Gas colic - Certain parts of the intestine can fill up with the normal gases that are produced in the equine gut. If the gas cannon escape, the patient can become extremely painful and may show signs of quite severe colic. Gas colic can lead to displaced and twisted bowel as the distended gut floats out of position. Painkiller injections combined with periods of intensive physical exercise such as lungeing, are necessary to release the trapped gas.

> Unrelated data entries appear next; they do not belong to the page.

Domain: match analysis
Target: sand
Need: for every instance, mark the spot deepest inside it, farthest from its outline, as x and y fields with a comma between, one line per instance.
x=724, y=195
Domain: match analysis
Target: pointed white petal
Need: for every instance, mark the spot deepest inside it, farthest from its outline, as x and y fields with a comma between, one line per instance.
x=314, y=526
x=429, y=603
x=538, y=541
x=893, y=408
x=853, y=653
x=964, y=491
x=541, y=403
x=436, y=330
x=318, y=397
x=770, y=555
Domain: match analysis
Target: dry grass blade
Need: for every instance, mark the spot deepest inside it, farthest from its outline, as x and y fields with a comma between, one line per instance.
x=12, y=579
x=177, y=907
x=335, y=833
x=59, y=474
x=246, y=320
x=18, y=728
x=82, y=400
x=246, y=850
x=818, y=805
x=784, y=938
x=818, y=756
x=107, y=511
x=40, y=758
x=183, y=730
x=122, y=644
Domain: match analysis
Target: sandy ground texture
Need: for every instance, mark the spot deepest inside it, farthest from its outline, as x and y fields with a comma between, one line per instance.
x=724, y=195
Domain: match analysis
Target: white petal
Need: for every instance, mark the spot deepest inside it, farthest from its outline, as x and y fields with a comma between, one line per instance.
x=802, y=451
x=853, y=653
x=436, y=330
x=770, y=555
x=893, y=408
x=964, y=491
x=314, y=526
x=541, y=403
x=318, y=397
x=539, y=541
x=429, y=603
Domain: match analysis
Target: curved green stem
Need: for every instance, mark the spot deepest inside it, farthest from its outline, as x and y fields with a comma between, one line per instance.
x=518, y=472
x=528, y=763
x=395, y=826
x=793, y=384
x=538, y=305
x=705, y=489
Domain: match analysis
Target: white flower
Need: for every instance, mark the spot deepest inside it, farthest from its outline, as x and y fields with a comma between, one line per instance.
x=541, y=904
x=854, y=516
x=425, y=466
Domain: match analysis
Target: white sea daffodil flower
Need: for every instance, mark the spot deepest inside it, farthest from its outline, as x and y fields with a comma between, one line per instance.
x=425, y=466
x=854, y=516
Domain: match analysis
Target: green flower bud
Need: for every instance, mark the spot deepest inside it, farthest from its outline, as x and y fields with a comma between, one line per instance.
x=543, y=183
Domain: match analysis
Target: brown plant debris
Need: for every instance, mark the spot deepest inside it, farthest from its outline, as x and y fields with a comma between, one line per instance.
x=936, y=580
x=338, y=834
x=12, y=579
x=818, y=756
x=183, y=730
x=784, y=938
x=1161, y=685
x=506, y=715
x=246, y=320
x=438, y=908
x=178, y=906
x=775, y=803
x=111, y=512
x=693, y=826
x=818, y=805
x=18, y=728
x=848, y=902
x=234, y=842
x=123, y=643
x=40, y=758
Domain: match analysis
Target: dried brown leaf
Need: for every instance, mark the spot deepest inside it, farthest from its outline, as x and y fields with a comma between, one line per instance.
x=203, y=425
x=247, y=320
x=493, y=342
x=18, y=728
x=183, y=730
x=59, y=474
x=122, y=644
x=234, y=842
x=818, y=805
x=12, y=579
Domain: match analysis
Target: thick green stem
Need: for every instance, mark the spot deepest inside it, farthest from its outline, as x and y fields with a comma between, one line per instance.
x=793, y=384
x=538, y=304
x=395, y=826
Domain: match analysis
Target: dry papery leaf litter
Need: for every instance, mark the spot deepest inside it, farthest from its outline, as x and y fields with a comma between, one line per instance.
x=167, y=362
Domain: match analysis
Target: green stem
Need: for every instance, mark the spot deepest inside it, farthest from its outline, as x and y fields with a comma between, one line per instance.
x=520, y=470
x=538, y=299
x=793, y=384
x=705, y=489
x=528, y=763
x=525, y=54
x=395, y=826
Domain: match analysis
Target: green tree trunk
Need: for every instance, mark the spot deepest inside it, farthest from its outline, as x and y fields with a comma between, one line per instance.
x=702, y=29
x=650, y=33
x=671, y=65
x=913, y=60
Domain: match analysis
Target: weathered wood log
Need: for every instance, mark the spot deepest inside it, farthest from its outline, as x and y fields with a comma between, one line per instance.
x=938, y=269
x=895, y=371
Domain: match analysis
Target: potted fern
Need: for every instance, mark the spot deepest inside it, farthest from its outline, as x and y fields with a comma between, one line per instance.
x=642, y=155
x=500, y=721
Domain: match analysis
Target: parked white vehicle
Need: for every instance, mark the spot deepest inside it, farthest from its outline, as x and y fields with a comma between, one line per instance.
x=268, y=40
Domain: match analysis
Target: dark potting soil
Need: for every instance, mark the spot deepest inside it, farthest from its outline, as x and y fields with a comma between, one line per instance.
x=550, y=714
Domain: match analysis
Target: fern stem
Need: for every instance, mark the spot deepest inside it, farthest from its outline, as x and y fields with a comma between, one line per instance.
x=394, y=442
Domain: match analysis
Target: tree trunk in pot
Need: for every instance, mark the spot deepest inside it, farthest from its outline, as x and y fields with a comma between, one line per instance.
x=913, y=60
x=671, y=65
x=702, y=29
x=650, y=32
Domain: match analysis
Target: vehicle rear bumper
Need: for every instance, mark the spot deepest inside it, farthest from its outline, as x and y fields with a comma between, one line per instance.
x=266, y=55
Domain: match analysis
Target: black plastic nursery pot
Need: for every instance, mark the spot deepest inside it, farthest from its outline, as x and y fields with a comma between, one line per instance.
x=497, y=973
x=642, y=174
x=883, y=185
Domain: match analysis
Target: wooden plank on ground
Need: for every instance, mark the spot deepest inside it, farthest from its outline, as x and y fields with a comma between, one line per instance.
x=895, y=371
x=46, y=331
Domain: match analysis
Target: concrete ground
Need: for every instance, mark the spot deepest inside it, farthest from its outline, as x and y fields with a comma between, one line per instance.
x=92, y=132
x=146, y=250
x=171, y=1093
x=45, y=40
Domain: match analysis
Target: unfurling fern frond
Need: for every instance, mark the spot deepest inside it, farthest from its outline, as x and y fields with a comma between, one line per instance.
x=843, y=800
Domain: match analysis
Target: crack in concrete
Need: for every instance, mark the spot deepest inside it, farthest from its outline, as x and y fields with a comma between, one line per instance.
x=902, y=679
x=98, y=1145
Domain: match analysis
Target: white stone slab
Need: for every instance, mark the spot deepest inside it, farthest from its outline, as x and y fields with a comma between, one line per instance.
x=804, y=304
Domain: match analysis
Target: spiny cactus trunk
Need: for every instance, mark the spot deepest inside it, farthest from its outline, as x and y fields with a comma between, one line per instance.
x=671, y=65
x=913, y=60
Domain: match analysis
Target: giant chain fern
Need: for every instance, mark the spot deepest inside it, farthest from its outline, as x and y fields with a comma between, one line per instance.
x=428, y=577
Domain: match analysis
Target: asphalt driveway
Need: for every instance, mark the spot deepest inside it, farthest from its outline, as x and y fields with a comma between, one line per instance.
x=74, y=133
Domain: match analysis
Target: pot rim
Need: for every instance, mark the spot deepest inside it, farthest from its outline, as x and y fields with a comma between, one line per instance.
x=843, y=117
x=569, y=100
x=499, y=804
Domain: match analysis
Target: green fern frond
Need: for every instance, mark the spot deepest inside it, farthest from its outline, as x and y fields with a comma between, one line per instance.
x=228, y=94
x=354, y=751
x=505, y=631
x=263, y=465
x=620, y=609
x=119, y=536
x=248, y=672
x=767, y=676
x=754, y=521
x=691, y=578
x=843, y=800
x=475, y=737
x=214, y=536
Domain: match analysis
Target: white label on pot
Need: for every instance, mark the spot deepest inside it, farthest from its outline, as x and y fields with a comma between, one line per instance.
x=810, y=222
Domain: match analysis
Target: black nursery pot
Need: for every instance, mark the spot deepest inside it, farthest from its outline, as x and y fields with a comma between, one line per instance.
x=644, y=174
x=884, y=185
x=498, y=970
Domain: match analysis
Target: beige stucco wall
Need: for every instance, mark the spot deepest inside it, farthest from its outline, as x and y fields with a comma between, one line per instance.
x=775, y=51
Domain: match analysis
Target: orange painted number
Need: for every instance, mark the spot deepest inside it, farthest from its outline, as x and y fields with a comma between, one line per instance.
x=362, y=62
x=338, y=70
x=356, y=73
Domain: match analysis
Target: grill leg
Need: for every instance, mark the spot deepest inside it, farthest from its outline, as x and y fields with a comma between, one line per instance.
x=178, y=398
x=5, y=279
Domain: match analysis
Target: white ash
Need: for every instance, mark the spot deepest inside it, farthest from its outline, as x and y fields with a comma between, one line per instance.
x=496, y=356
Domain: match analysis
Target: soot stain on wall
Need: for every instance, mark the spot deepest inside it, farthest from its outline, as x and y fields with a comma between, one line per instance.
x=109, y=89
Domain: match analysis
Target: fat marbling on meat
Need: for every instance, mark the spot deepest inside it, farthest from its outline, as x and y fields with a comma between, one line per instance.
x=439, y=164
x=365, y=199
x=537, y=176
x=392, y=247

Parasites – Despite the widespread use of wormers, all the different species of intestinal worms are still relatively common, apart from the large red worms. Small red worms and tapeworms are both common causes of colic, which can range in severity from mild, intermittent discomfort, through to severe colic requiring surgical treatment. Unfortunately, inappropriate and incorrect usage of wormers has increased the incidence of resistance to the chemicals. We recommend regular worm egg counts (see separate display) and strategic use of wormers rather than blanket use of the drugs.

Sand enteritis – As well as causing a blockage, requiring surgical treatment, smaller quantities of sand can accumulate on the bowel floor, moving back and forth as the gut moves, causing irritation to the gut lining, resulting in inflammation and recurrent bouts of colic. Treatment involves the use of a bulking agent called psylium, that is fed daily long term, while ensuring that the patient is not grazed on sandy paddocks, especially when the grass is short.

Gastric ulceration – Inflammation and ulceration of the stomach lining is frequently recognised in the horse population. However, the relationship with the occurrence of colic is not quite so clear, as many horses have ulceration with no history of colic episodes. Diagnosis requires the use of a long endoscope, usually about 3 metres in length, passed through the nostril into the stomach, to visualise the lining. The only effective treatment for gastric ulceration is a drug named Gastroguard, which reduces stomach acid secretion, allowing the lining to regenerate. Modifying the diet to include more roughage, along with trickle feeding a constant supply of feed, should reduce the risk of recurrence.